Singapore, Jan 2019
This was a temporary pop-up game, and is now closed
Collab and Conquer is a 30-minute museum-themed escape room experience developed jointly by Singapore’s Ministry Of Culture, Community and Youth, and Kult, a collective of multidisciplinary artists. This popup game, which runs until 17th February 2019, is conceived with the intent of encouraging cohesiveness and highlighting strength in diversity. Because it’s operated as a public-minded government initiative, it’s free to play and uses a public booking system.
Hosted inside a 7-metre long truck, Collab and Conquer is your classic art heist where a painting has been stolen but hidden inside the museum, and your task is to locate it. “Paintings on bare white walls” pretty much sums up the decor, but that’s unsurprising for a popup game inside a truck, and it’s befitting of its theme.
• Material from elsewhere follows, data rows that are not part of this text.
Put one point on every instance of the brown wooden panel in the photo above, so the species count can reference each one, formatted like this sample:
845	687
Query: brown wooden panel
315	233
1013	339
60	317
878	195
With no physical padlocks immediately in sight, the game kicked off with potential (there was one later on near the end of the game). A couple of high-tech components integrated into innovative puzzles were refreshing, but suffered from ambiguity in their implementation. Players were also left on their own to find the clues/solve the puzzles, with no hint system and no way to get a clue – a major obstacle to progress any further if you are stuck.
Typical escape games follow conventions about what is and what is not part of the game, but two puzzles in this game contravened the normal rules. The designer(s) may have intended this as “thinking out of the box”, but those conventions are there for a reason, and breaking them trains players to do things that in a different game could be unsafe or could damage the set. One particular puzzle was unnecessary as solving it led to something which could be found just by searching.
The number of players in this game is the luck of the draw. Officially the maximum is five players, but they may top groups up with walk-ins. Unfortunately, my team of three was grouped with two other teams, making us one short of a baseball team. Eight players in a 7-metre by 2.5-metre area – claustrophobic in my opinion. It also did not help that the puzzles were very linear. The intention of building teamwork/cohesiveness amongst strangers is commendable but somewhat idealistic, as there were definite breakdown in communications and group dynamics. As with any game that uses public booking, you’re at the mercy of who you end up paired with.
Despite some clever use of tech and its worthy aims, Collab & Conquer is too patchy on its puzzle design to recommend. Since it’s free to play, you might want to give it a go anyway, if only for the freebie merchandise. However, it’ll likely attract plenty of beginner players, and the combination of weak puzzle logic, the lack of a clue system and the public booking system means that it may not give a great impression as a first escape room experience.